Indicate which ones are the same as the assumptions for an SLR model. 

In [None]:
# convert this cell to markdown to provide your answer

### 14. Pick at least two assumptions and explain whether or not you believe them to be met for your model, and explain why.

### 15. [Bonus] Generate a table showing the point estimates, standard errors, t-scores, p-values, and 95% confidence intervals for the model you built. 

**Write a few sentences interpreting some of the output.**

> **Hint:** scikit-learn does not have this functionality built in, but statsmodels does in the `summary` method.  To fit the statsmodels model use something like the following.  There is one big caveat here, however!  `statsmodels.OLS` does _not_ add an intercept to your model, so you will need to do this explicitly by adding a column filled with the number 1 to your X matrix

```python
import statsmodels.api as sm

# The Default here is Linear Regression (ordinary least squares regression OLS)
model = sm.OLS(y,X).fit()
```

### 16. Regression Metrics

Implement a function called `r2_adj()` that will calculate $R^2_{adj}$ for a model. 

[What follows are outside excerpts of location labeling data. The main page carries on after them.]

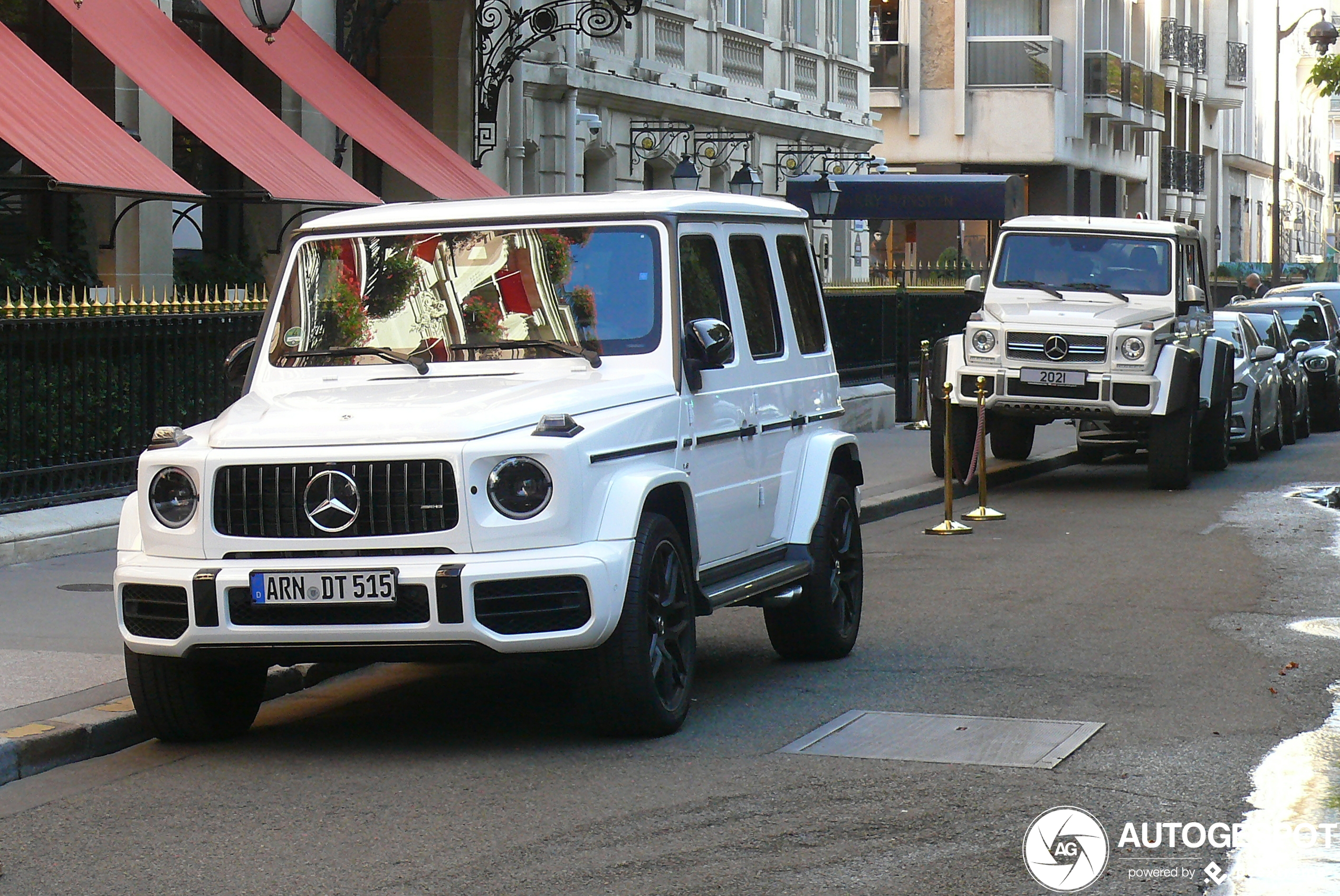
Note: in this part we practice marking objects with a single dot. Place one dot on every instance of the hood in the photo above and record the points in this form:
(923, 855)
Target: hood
(1094, 310)
(428, 409)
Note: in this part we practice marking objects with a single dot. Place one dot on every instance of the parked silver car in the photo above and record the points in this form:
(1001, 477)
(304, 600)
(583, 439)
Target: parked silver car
(1297, 408)
(1257, 416)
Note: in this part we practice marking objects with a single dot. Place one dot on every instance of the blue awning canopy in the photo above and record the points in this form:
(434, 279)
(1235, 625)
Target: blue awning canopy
(918, 197)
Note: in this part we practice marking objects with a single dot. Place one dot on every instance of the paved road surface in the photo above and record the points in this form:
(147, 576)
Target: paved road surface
(1096, 601)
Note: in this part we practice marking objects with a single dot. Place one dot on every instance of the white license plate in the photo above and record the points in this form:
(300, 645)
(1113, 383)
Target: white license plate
(1052, 377)
(328, 587)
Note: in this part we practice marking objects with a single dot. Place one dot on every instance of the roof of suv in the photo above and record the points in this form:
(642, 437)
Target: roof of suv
(540, 208)
(1100, 225)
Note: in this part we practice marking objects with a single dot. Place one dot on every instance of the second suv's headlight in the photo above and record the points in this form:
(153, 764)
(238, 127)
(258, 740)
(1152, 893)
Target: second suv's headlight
(519, 488)
(173, 497)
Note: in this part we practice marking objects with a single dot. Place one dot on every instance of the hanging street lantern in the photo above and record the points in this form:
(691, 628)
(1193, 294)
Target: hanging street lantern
(267, 15)
(747, 181)
(823, 197)
(685, 176)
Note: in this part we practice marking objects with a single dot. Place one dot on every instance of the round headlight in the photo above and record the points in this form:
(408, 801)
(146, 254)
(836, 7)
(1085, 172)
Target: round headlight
(173, 497)
(519, 488)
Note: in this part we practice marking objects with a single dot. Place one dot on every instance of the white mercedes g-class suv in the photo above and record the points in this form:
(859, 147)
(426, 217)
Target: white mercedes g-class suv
(1100, 321)
(516, 425)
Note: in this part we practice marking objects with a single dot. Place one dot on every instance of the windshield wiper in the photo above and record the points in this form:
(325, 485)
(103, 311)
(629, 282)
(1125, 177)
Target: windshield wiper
(1095, 287)
(353, 351)
(1031, 284)
(563, 349)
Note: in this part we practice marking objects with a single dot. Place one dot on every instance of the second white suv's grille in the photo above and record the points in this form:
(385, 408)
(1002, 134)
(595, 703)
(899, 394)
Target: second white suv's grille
(1063, 349)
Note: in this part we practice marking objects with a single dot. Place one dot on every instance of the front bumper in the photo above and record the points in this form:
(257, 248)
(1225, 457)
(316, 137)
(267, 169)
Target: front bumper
(602, 565)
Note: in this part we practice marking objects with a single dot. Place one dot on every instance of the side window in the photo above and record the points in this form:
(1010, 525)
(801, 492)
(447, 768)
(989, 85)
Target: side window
(703, 290)
(758, 295)
(798, 274)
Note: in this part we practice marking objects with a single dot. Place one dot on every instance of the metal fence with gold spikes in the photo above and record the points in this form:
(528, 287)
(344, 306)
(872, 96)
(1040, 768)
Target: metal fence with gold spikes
(106, 302)
(88, 375)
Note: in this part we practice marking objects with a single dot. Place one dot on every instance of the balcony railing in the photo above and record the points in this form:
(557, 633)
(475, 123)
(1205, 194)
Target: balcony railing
(1015, 62)
(1182, 172)
(1236, 75)
(1105, 75)
(890, 65)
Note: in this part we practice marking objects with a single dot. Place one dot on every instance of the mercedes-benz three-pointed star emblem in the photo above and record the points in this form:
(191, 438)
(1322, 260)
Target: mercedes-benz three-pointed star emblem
(1056, 348)
(331, 502)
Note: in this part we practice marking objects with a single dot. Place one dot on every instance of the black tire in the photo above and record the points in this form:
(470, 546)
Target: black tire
(181, 699)
(642, 676)
(1210, 444)
(964, 436)
(1170, 450)
(825, 621)
(1012, 437)
(1251, 450)
(1288, 422)
(1091, 455)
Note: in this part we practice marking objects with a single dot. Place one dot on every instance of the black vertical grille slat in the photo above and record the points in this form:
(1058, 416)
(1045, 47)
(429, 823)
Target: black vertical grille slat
(400, 497)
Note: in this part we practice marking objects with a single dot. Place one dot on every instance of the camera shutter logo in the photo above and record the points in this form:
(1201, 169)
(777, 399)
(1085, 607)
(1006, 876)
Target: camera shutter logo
(1056, 348)
(331, 502)
(1066, 850)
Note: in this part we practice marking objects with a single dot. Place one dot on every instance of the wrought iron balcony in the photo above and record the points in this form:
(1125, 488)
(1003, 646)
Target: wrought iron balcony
(1236, 75)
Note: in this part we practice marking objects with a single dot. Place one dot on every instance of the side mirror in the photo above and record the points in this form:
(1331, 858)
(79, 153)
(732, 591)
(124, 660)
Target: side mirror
(708, 344)
(239, 362)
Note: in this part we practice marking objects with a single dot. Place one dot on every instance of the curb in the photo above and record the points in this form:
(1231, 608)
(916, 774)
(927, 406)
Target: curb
(927, 496)
(53, 532)
(39, 746)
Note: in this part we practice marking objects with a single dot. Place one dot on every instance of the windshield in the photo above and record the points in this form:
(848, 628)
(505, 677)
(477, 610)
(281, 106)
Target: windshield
(467, 295)
(1080, 262)
(1304, 322)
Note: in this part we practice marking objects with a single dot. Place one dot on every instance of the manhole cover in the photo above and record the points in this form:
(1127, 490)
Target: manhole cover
(973, 740)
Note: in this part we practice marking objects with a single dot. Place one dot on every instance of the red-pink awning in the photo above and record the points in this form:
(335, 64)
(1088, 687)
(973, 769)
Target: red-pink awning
(172, 69)
(319, 75)
(55, 128)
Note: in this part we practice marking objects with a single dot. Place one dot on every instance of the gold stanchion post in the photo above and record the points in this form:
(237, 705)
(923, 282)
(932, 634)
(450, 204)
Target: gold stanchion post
(983, 513)
(949, 527)
(922, 390)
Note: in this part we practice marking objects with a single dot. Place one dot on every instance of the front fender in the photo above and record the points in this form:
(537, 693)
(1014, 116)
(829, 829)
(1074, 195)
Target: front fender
(814, 480)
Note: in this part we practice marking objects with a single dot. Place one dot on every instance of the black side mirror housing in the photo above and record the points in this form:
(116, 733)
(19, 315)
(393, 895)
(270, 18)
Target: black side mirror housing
(239, 362)
(708, 344)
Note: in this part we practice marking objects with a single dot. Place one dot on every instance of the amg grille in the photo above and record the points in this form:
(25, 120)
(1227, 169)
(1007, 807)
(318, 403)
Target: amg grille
(395, 497)
(1080, 350)
(410, 607)
(155, 611)
(527, 606)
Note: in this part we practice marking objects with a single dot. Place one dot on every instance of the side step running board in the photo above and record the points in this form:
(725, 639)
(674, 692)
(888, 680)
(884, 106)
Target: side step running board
(759, 582)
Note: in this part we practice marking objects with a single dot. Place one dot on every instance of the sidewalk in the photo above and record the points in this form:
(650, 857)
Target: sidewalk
(63, 694)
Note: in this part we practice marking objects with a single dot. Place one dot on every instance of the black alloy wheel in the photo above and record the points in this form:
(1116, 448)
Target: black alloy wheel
(825, 621)
(641, 678)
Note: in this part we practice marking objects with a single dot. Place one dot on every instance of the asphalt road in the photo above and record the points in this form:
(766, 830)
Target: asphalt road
(1161, 615)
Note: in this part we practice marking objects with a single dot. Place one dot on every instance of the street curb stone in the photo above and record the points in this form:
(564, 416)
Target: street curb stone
(926, 496)
(100, 730)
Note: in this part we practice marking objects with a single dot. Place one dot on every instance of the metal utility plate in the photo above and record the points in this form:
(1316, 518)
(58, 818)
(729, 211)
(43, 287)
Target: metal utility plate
(971, 740)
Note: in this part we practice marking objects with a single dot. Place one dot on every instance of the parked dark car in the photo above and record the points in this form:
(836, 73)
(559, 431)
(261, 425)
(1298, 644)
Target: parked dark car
(1274, 333)
(1311, 318)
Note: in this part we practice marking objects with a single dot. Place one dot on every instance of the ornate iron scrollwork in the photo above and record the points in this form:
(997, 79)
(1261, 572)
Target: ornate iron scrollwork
(503, 35)
(653, 140)
(717, 148)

### 17. Metrics, metrics, everywhere...

Calculate and interpret at least three regression metrics. How well does your model perform?

### 18. Model Iteration

Adjust your model by adding or removing a variable. Then calculate the same regression metrics as you used in question 17. Has your model performance increased or decreased?

### 19. Bias vs. Variance

_(To be completed after the bias-variance tradeoff lecture.)_ At this point, do you think your model is high bias, high variance or in the sweet spot?